![CAT_logo2.png](attachment:CAT_logo2.png)

# <span style= 'color: #7A3803'> Curriculum Engagement and Usage Analysis
- <span style= 'color: #EC9706'> By CAT Team: Miatta Sinayoko, Martin Reye and Annie Carter
- <span style= 'color: #EC9706'> Sourced by CodeUp, LLC

# <span style ='color:#7A3803'><center> <b>EXECUTIVE SUMMARY</b></center>

  

## <span style ='color:#D16002'> Project Background and Description
In preparation for the upcoming Thursday afternoon board meeting, we are currently analyzing the usage patterns of our educational curriculum using anomaly detection techniques. Our aim is to identify any inconsistencies or issues and provide insights into cohort engagement, detect irregular activities, and uncover trends in post-graduation knowledge retention. This initiative is designed to provide you with comprehensive data to facilitate informed discussions and decision-making during the board meeting.

## <span style ='color:#D16002'>Project Goal

The primary objectives are:
* Analyze lesson popularity across programs, cohort engagement differences, and low engagement student profiles to enhance curriculum effectiveness.
* Investigate anomalies, security breaches, and cross-curriculum access, while assessing post-graduation knowledge impact.
* Uncover insights from underutilized lessons and unexpected trends, providing comprehensive data for informed decision-making.

## <span style ='color:#D16002'>Initial Questions
1. Identify the lesson that consistently garners the highest traffic across cohorts within each program?
2. Is there a particular cohort that has demonstrated significantly higher engagement with a specific lesson than other cohorts, warranting further investigation?
3. Identify instances of active students who exhibit minimal interaction with the curriculum? If so,provide insights into these students' behavior and engagement patterns?
4. Detect any potentially unauthorized access or suspicious activities, including unusual access patterns or indications of web scraping? Are there any indications of suspicious IP addresses?
5. Has the access for students and alumni to both curriculums (web development to data science, data science to web development) been disabled as intended at some point in 2019? Confirm if this change was implemented and if so, when?
6. Outline the topics that graduates continue to reference beyond their graduation and into their professional roles for both programs?
7. Which lessons have recorded the lowest levels of access?
8. Is there any additional information or insights that you believe would be pertinent and client needs to be aware of?
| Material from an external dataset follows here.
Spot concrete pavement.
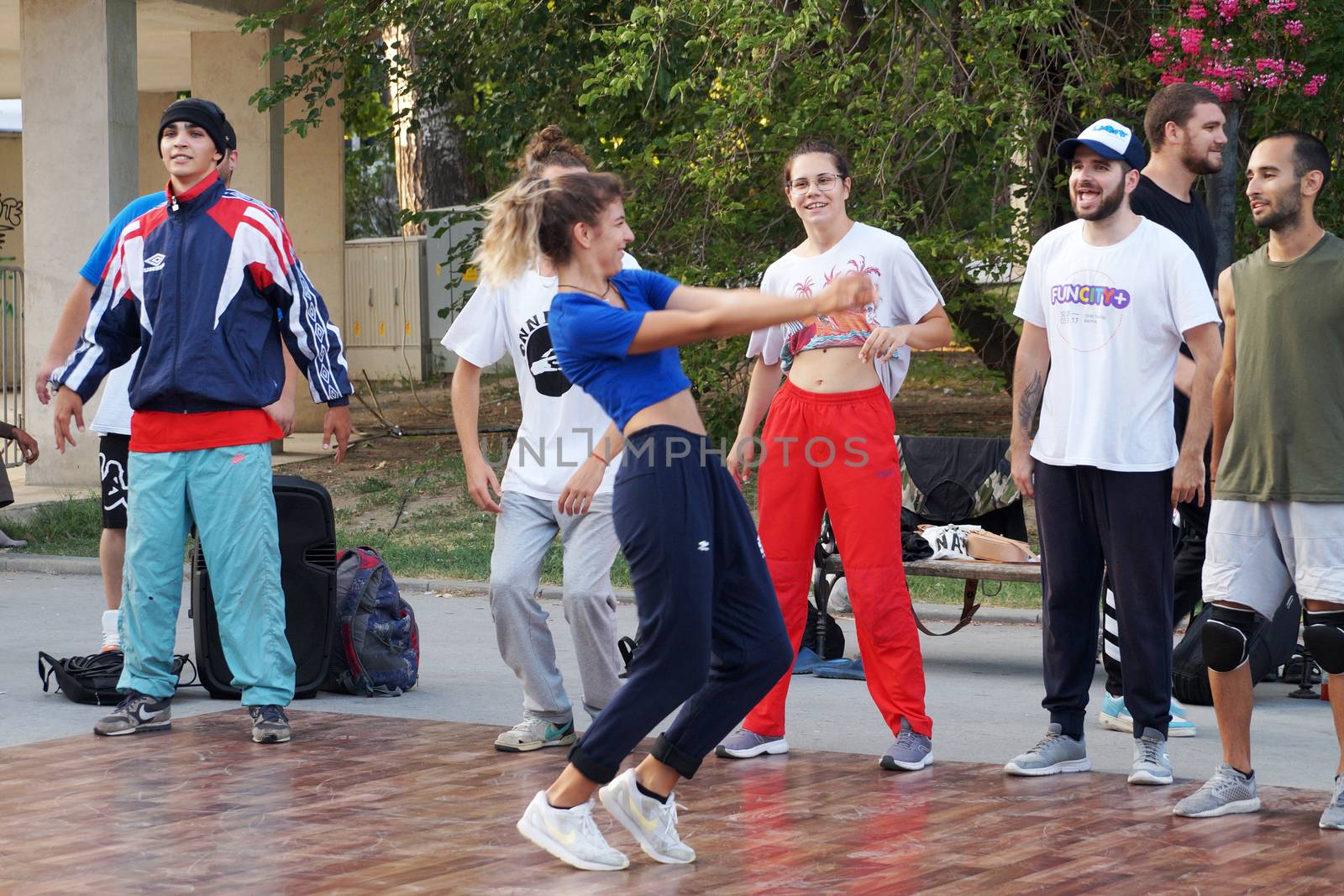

## <span style ='color:#D16002'>Data Dictionary
The data was acquired from CodeUP, LLC's 'curricular_logs' dataset, initially containing 847,330 rows and 7 columns. The team distributed tasks to effectively utilize and manipulate the original dataframe in order to address the specified questions.

|    Original Column Name     |   Target    |       Data Type          |       Definition              |
|-----------------------------|-------------|--------------------------|------------------------------ |
|        Various              |  Various    |      Various             | Target dependent on Question  |
                                               


|    Original Columns Name    |   Feature    |       Data Type         |     Definition                |
|-----------------------------|--------------|------------------------ |------------------------------ |
|date                         |date          | 847329 non-null Datetime| Date of access                |
|time                         |time          | 847330 non-null  object | Time                          |
|l.path                       |lesson        | 847330 non-null  object | Lesson path                   | 
|user_ID                      |user_ID       | 847330 non-null  int64  | user identification           |    
|c.name                       |cohort        | 847330 non-null  object |Cohort name (e.g. Darden)/Staff|
|program_ID                   |program       | 847330 non-null  object |Program name(e.g. Data Science)|
|ip                           |ip            | 847330 non-null  object | Used for feature engineering  |
|start_date                   |start_date    | 847330 non-null  object | Program Start Date            |
|end_date                     |end_date      | 847330 non-null  object | Graduation Date               |
    

# <b>_____________________________________________________________________________________________________________________ </b>


In [9]:
# Transform Libraries
import pandas as pd
import numpy as np
import os

#CAT Team Libraries
import wrangle as w
from env import user, hostname, password

# Visualization Libraries
import urllib.parse
import gzip
import seaborn as sns
import matplotlib.pyplot as plt

# Misc.  Libraries 
from sqlalchemy import create_engine
from io import BytesIO
from io import StringIO

# <span style ='color:#7A3803'> ACQUIRE & PREPARE

In [10]:
w.get_connection('curriculum_logs', user=env.user, hostname=env.hostname, password=env.password)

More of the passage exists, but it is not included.